Our pretrained model. You can download one of them for testing. The main difference between the two models is that PHDiffusionWithoutRes removes the residual structure in its adapter, while PHDiffusionWithRes retains it. Note that PHDiffusionWithoutRes perform better in some dense texture styles, learning textures that are more similar to the original ones. While PHDiffusionWithRes can preserve better content. You can make selections based on your needs.
Training Data
Data Acquisition
We have two benchmark datasets: COCO and WikiArt.
These datasets are used to create composite images by combining photographic foreground objects from COCO with painterly backgrounds from WikiArt.
Data Processing
During training, we use instance annotation to extract the foreground objects from the foreground images and place them onto randomly chosen painterly backgrounds from the background images, resulting in 37,931 composite images in each epoch. Finally, all composite images are resized to 512 × 512 for training.
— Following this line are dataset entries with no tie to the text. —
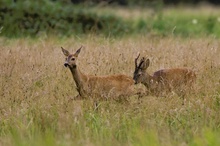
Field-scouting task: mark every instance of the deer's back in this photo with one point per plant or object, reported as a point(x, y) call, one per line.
point(175, 76)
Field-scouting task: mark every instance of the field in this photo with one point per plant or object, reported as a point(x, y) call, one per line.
point(36, 90)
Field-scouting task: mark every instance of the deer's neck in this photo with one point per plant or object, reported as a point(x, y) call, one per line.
point(79, 78)
point(148, 80)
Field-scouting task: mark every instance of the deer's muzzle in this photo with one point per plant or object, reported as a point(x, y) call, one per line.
point(66, 64)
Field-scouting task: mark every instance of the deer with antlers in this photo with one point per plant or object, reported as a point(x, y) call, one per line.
point(105, 87)
point(177, 80)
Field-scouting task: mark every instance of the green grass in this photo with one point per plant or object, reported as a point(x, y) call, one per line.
point(36, 92)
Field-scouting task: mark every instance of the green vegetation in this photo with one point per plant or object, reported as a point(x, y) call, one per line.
point(32, 18)
point(36, 91)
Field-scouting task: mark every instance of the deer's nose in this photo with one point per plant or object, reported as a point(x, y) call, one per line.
point(66, 64)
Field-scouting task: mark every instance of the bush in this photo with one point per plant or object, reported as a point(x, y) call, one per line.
point(31, 18)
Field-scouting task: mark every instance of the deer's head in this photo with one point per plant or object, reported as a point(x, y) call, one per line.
point(140, 74)
point(70, 58)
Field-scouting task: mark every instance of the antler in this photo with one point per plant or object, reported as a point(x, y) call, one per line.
point(136, 60)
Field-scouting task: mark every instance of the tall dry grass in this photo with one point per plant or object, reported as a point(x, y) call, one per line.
point(36, 92)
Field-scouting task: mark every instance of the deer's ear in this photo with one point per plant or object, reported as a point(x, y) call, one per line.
point(146, 64)
point(65, 52)
point(78, 51)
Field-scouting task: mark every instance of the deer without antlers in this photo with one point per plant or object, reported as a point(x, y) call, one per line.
point(177, 80)
point(105, 87)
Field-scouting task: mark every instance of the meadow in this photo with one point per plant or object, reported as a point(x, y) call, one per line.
point(36, 90)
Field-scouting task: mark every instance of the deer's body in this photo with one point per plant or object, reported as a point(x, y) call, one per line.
point(89, 86)
point(177, 80)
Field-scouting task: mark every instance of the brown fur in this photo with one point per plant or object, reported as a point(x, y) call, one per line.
point(90, 86)
point(177, 80)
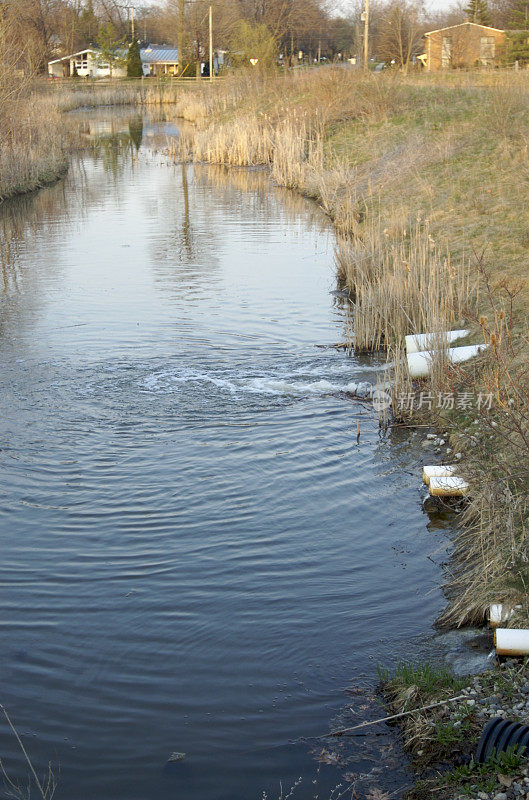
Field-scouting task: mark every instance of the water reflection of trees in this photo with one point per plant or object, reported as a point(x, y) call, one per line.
point(263, 197)
point(186, 248)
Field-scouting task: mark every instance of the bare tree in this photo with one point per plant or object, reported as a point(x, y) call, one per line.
point(401, 32)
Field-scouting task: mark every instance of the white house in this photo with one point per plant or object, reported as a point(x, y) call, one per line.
point(156, 60)
point(87, 63)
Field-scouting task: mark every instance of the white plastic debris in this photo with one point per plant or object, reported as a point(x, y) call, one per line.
point(500, 613)
point(417, 342)
point(437, 471)
point(448, 487)
point(420, 364)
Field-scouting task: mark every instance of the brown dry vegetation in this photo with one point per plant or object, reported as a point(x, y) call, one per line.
point(426, 179)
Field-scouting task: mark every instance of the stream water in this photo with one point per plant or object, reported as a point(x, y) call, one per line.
point(197, 554)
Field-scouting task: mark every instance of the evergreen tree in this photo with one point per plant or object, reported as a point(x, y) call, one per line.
point(134, 67)
point(477, 11)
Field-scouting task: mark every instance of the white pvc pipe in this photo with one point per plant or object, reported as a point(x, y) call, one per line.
point(496, 615)
point(511, 641)
point(437, 471)
point(420, 364)
point(448, 487)
point(417, 342)
point(499, 613)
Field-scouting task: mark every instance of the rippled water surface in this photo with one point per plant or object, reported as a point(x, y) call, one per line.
point(197, 555)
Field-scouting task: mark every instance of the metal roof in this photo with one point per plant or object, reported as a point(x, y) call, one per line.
point(151, 55)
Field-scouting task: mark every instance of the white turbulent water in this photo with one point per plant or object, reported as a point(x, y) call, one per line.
point(198, 554)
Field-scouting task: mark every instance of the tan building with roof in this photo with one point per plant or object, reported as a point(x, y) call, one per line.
point(465, 45)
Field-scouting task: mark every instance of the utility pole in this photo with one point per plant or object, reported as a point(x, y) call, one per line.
point(366, 36)
point(210, 43)
point(180, 37)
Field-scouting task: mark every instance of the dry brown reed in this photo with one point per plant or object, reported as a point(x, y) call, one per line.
point(31, 145)
point(411, 203)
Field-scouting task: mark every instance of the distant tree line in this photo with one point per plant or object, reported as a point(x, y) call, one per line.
point(267, 31)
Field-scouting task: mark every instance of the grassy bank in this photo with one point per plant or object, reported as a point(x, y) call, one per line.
point(443, 719)
point(425, 179)
point(35, 139)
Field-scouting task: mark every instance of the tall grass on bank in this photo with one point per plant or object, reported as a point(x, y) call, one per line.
point(418, 175)
point(491, 561)
point(32, 151)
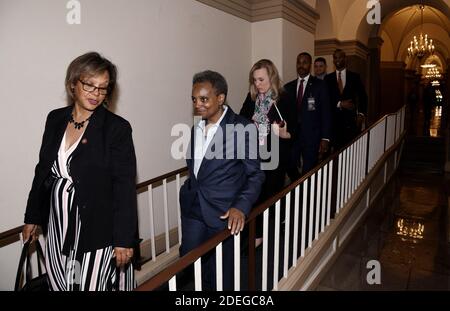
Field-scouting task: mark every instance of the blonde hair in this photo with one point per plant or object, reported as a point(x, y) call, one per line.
point(274, 77)
point(89, 64)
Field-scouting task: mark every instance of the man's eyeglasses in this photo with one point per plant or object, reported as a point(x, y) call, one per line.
point(91, 88)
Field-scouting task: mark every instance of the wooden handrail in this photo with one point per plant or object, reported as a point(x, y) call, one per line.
point(12, 233)
point(166, 274)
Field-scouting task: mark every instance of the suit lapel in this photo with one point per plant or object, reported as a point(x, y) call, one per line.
point(92, 131)
point(59, 128)
point(206, 163)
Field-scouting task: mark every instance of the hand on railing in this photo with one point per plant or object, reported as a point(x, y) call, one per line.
point(236, 220)
point(29, 230)
point(347, 104)
point(323, 148)
point(123, 255)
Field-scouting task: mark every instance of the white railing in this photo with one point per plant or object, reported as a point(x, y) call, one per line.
point(318, 199)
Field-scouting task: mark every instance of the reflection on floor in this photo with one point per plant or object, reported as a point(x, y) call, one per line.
point(406, 232)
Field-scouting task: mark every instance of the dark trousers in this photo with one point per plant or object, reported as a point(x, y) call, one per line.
point(309, 153)
point(194, 233)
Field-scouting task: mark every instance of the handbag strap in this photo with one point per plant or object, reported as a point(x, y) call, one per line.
point(25, 260)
This process can produce composite images with conflicting visual elements.
Train
You can run this to train adapter and dual encoder fusion module:
CUDA_VISIBLE_DEVICES="0,1" python -m torch.distributed.launch --nproc_per_node 2 train.py
Test
You can run this to test using adapter with residual:
CUDA_VISIBLE_DEVICES="0" python -m torch.distributed.launch --nproc_per_node=1 test.py --strength 0.7 --model_resume_path pretrained_models/PHDiffusionWithRes.pth
And run this to test using adapter without residual:
CUDA_VISIBLE_DEVICES="0" python -m torch.distributed.launch --nproc_per_node=1 test.py --strength 0.7 --model_resume_path pretrained_models/PHDiffusionWithoutRes.pth --no_residual
Our method can significantly outperform GAN-based methods when the background has dense textures or abstract style.